Surging insurance costs and tighter control over transit in the Strait of Hormuz are forcing shipowners to rethink voyages, with access increasingly shaped by risk, cost and coordination.
Ships attemping passage through the Strait of Hormuz are increasingly having to coordinate with Iranian authorities, as rising risks and surging insurance costs change how traffic moves through the waterway.
Access is no longer straightforward for many vessels.
Thailand said on Tuesday one of its oil tankers, owned by Bangchak Corporation, had passed through the strait after talks with Iranian authorities, while a second vessel remains waiting for clearance alongside other ships seeking safe transit.
Recent attacks and ongoing uncertainty have left shipowners deciding whether to enter the waterway at all, with decisions now shaped by both safety risks and rising costs.
War risk insurance premiums have surged since the escalation began on February 28, with rates rising several-fold in a matter of weeks.
David Osler, finance editor at Lloyd’s List, said, “Before the fighting, the typical rates for Strait of Hormuz were 0.15% to 0.25% of hull value for a one-week policy. Since the conflict began, quotes are as high as 5% to 10% of hull value.”
For a very large crude carrier worth around $100 million (€90 million), that can mean several million euros in additional costs for a single transit.
Insurance is still available, but often at levels that make transits significantly more expensive and harder to justify.
“If they want to make the trip – and can find a crew that will agree to do the job – they are not being held back by lack of insurance," he said.
Instead, decisions are being driven largely by safety concerns.
Maritime specialist Mustapha Zehhaf said some shipping companies are avoiding the strait altogether due to the risks.
He said vessels that do transit are adjusting their routes and, in some cases, sailing closer to the Iranian coast.
Shipping under pressure
Higher insurance costs and security risks are forcing shipowners to reassess whether to transit the strait at all.
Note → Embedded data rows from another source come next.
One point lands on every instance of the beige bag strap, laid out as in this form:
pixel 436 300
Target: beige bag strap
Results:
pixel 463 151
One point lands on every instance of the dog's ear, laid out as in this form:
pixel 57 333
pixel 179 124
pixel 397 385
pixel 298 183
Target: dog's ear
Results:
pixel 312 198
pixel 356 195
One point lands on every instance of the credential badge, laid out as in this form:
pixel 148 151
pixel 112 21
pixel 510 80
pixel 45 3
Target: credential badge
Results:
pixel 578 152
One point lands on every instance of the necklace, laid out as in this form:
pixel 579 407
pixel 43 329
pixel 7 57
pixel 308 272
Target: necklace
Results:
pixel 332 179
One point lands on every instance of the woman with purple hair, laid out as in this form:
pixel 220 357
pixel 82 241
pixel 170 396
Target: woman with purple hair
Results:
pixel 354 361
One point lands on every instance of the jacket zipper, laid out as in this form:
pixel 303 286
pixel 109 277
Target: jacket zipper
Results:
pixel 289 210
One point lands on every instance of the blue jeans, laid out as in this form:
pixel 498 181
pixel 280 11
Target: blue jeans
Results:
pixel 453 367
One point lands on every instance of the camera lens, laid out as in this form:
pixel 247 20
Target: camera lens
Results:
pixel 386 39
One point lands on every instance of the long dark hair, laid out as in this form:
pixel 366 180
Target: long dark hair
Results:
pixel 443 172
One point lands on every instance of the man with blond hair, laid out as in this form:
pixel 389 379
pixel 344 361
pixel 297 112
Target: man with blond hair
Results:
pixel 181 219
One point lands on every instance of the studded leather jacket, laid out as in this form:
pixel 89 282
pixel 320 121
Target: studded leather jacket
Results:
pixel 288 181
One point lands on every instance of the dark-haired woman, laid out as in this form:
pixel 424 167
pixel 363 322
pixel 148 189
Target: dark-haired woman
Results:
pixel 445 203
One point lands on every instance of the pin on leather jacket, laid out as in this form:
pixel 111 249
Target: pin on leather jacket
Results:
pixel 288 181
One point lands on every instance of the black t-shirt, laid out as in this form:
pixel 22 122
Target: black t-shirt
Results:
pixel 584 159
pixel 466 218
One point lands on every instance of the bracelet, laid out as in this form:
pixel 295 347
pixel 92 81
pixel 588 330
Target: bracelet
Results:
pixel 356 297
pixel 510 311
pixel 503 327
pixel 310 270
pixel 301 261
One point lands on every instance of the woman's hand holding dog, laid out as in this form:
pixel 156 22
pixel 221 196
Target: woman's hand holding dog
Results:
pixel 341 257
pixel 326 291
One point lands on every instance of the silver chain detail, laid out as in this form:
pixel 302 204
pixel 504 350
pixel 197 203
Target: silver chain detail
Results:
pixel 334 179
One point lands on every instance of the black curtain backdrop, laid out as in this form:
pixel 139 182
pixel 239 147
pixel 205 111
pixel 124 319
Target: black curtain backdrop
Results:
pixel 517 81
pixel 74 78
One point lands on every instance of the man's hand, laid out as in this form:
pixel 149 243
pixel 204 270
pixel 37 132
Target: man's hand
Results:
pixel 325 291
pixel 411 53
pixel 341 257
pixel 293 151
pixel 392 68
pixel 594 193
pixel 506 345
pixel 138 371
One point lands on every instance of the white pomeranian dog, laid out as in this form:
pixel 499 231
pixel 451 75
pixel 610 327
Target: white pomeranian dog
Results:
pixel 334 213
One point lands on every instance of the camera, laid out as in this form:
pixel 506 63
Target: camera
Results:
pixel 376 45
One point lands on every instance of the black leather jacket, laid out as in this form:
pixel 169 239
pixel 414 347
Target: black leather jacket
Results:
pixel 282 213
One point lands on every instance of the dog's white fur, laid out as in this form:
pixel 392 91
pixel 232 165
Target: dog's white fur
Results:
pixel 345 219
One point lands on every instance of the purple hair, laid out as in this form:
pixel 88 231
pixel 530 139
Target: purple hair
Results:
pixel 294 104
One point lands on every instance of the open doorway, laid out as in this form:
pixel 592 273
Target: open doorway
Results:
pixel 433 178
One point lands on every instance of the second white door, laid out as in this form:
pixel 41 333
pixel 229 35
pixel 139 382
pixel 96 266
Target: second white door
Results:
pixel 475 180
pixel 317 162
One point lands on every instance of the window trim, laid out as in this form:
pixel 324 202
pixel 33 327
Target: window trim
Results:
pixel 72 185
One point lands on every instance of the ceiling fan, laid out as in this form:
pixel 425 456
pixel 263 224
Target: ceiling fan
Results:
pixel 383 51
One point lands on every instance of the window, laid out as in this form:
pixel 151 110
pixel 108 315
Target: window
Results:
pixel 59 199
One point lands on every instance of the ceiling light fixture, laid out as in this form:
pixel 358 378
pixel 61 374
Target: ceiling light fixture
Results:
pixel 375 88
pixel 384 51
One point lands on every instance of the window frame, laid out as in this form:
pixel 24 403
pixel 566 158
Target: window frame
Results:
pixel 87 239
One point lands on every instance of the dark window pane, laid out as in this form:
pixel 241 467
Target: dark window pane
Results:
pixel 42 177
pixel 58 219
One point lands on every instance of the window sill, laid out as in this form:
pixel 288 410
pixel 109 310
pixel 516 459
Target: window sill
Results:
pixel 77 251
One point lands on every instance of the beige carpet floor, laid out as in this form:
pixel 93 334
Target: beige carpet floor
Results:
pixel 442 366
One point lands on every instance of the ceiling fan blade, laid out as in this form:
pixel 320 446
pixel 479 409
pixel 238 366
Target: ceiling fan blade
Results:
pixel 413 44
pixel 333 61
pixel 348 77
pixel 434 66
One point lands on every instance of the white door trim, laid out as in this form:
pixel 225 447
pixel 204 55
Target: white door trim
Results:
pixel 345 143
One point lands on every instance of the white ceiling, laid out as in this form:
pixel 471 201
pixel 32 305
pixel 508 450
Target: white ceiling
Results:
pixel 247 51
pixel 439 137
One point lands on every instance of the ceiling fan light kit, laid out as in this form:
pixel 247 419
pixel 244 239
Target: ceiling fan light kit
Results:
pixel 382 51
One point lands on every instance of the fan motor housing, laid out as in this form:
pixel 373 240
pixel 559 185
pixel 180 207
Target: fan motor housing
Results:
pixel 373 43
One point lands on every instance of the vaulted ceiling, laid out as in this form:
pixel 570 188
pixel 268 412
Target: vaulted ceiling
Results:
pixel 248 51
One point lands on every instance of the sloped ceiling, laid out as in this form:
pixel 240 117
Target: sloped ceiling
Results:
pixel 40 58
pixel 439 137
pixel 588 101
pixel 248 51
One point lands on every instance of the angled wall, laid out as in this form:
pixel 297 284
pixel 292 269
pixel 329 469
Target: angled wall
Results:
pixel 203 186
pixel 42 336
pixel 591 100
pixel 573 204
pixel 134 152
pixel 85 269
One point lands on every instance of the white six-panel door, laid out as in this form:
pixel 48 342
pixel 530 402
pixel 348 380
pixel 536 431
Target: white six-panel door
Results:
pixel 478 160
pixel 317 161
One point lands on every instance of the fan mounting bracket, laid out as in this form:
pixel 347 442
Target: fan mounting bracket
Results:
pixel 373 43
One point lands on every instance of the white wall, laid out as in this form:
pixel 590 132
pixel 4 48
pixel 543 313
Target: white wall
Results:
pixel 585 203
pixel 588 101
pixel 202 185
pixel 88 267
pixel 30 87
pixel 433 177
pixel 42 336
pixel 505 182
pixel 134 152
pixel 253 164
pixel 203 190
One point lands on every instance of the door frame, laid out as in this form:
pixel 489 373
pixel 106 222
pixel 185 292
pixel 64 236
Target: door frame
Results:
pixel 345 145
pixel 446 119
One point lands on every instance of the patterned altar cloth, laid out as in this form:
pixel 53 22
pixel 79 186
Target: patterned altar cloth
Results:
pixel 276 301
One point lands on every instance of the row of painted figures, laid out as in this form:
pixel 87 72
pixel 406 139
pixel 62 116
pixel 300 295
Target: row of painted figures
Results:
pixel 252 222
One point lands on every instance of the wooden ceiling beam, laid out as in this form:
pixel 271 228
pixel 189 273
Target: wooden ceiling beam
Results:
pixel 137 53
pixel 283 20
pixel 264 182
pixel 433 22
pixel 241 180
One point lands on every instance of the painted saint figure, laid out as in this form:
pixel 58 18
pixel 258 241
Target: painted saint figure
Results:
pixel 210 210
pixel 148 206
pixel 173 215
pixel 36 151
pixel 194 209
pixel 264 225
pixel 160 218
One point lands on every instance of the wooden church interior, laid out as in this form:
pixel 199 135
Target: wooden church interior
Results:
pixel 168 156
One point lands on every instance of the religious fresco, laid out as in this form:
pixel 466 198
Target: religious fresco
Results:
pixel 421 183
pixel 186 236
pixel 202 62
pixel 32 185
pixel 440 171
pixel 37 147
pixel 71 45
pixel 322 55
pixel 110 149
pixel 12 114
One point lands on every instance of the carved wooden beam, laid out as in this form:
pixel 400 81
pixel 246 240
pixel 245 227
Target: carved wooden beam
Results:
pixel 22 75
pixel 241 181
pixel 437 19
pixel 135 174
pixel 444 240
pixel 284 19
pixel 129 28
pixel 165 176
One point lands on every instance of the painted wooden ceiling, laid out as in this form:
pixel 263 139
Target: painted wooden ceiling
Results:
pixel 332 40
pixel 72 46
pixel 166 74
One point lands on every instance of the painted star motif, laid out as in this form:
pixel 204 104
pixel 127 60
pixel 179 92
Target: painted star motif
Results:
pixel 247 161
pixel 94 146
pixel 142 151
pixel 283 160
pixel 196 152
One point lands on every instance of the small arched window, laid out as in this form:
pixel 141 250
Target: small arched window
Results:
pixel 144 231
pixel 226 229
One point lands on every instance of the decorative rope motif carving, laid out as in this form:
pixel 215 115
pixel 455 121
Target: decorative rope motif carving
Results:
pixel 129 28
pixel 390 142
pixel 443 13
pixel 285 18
There are few alternatives. Pipelines such as Saudi Arabia’s East-West route or the UAE’s Fujairah line can bypass Hormuz to some extent, but most exports still depend on it.
If the situation continues, energy analyst Bill Farren-Price, head of the gas programme at the Oxford Institute for Energy Studies, said it would amount to a supply shock for global energy markets.
Prices are expected to rise as supply tightens and shortages begin to feed through, before higher costs start to curb demand.
He also said there was no realistic military way to fully secure the strait and little sign of a diplomatic solution in the near term.
He said, “Much worse — this was always the Armageddon scenario.”